Since inception, we have formed 20 investment funds. Of these 20 funds, 15 are currently active and are described below. We have established different types of investment funds to implement our asset monetization strategy. Depending on the nature of the investment fund, cash may be contributed to the investment fund by the investor upfront or in stages based on milestones associated with the design, construction or interconnection status of the solar energy systems. The cash contributed by the fund investor is used by the investment fund to purchase solar energy systems. The investment funds either own or enter into a master lease with a Sunrun subsidiary for the solar energy systems, Customer Agreements and associated incentives. We receive on-going cash distributions from the investment funds representing a portion of the monthly customer payments received. We use the upfront cash as well as on-going distributions to cover our costs associated with purchasing and installing the solar energy systems. In addition, we also use debt, equity and other financing strategies to fund our operations. The allocation of the economic benefits between us and the fund investor and the corresponding accounting treatment varies depending on the structure of the investment fund.
We currently utilize three legal structures in our investment funds, which we refer to as: (i) lease pass-throughs, (ii) partnership flips and (iii) joint venture (“JV”) inverted leases. We reflect lease pass-through arrangements on our consolidated balance sheet as a lease pass-through financing obligation. We record the investor’s interest in partnership flips or JV inverted leases (which we define collectively as consolidated joint ventures) as noncontrolling interests or redeemable noncontrolling interests. These consolidated joint ventures are usually redeemable at our option and, in certain cases, at the investor’s option. If redemption is at our option or the consolidated joint ventures are not redeemable, we record the investor’s interest as a noncontrolling interest and account for the interest using the hypothetical liquidation at book value (“HLBV”) method. If the investor has the option to put their interest to us, we book the investor’s interest as redeemable noncontrolling interest at the greater of the HLBV and the redemption value. As of June 30, 2015, one JV inverted lease is not redeemable and is accounted for using a pro rata income allocation.
26
For further information regarding our investment funds, including the associated risks, see “Risk Factors—Our ability to provide our solar service offerings to homeowners on an economically viable basis depends in part on our ability to finance these systems with fund investors who seek particular tax and other benefits” and Note 11 to our consolidated financial statements appearing elsewhere in this Quarterly Report on Form 10-Q.
Key Operating Metrics
We regularly review a number of metrics, including the following key operating metrics, to evaluate our business, measure our performance, identify trends affecting our business, formulate financial projections and make strategic decisions. Some of our key operating metrics are estimates that are based on our management’s beliefs and assumptions and on information currently available to management. Although we believe that we have a reasonable basis for each of these estimates, we caution you that these estimates are based on a combination of assumptions that may prove to be inaccurate over time. Such inaccuracies could be material to our actual results when compared to our calculations. Please see the section titled “Risk Factors” in this Quarterly Report on Form 10-Q. Furthermore, other companies may calculate these metrics differently than we do now or in the future, which would reduce their usefulness as a comparative measure.

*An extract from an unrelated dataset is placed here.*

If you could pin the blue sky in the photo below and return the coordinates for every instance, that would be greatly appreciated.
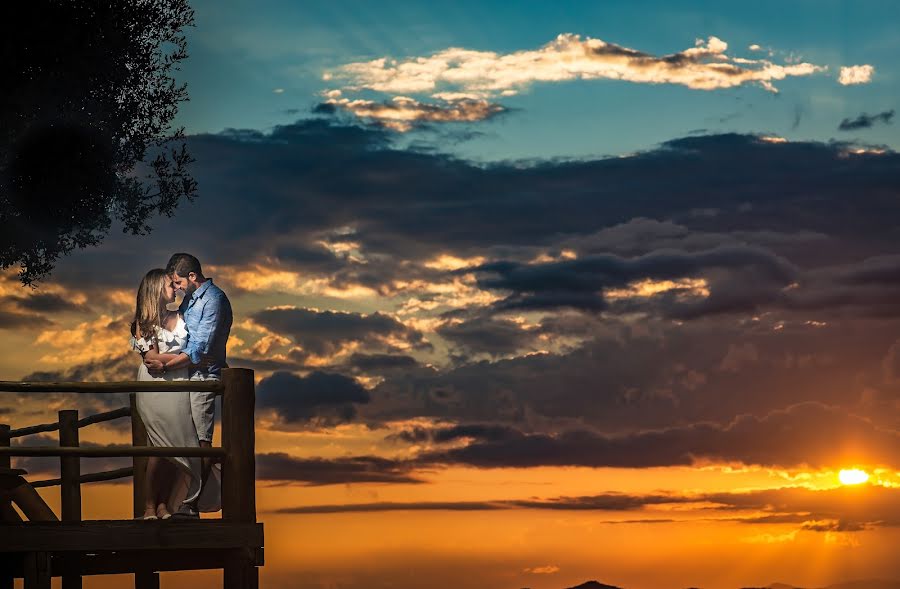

| · | Megawatts Booked represents the aggregate megawatt production capacity of our solar energy systems sold to customers or subject to an executed customer agreement, net of cancellations. |
| · | Megawatts Deployed represents the aggregate megawatt production capacity of our solar energy systems, whether sold directly to customers or subject to customer agreements, for which we have (i) confirmation that the systems are installed on the roof, subject to final inspection or (ii) in the case of certain system installations by our partners, accrued at least 80% of the expected project cost. |
| · | Estimated Nominal Contracted Payments Remaining equals the sum of the remaining cash payments that customers are expected to pay over the initial terms of their agreements (not including the value of any renewal or system purchase at the end of the initial agreement term), including estimated uncollected prepayments, for systems contracted as of the measurement date. |
| · | Estimated Retained Value represents the cash flows (discounted at 6%) we expect to receive pursuant to customer agreements during the initial agreement term, excluding substantially all value from solar renewable energy credits (“SRECs”). It also includes a discounted estimate of the value of the purchase or renewal of the agreement at the end of the initial term. Estimated retained value excludes estimated distributions to investors in consolidated joint ventures and estimated operating, maintenance and administrative expenses for systems contracted as of the measurement date. We do not deduct amounts we are obligated to pass through to investors in lease pass-throughs. Estimated retained value under energy contract represents the net cash flows during the initial 20-year term of our customer agreements. Estimated retained value of purchase or renewal is the forecasted net present value we would receive upon or following the expiration of the initial contract term. |
| · | Estimated Retained Value Per Watt is calculated by dividing the estimated retained value as of the measurement date by the aggregate nameplate capacity of solar energy systems under customer agreements as of such date. |
|
| For the Three Months |
| |||||
|
| Ended June 30, |
| |||||
|
| 2015 |
|
| 2014 |
| ||
Megawatts booked (during the period) |
| 61.2 |
|
| 50.8 | (1) | ||
Megawatts deployed (during the period) |
|
| 42.4 |
|
|
| 35.4 | (2) |
|
|
|
|
|
|
|
|
|
| As of June 30, |
| ||||||
|
| 2015 |
|
| 2014 |
| ||
Cumulative megawatts deployed (end of period) |
|
| 472.5 |
|
|
| 322.7 |
|
(1) Includes 14.7 MWs associated with purchase of asset portfolio in the second quarter of 2014.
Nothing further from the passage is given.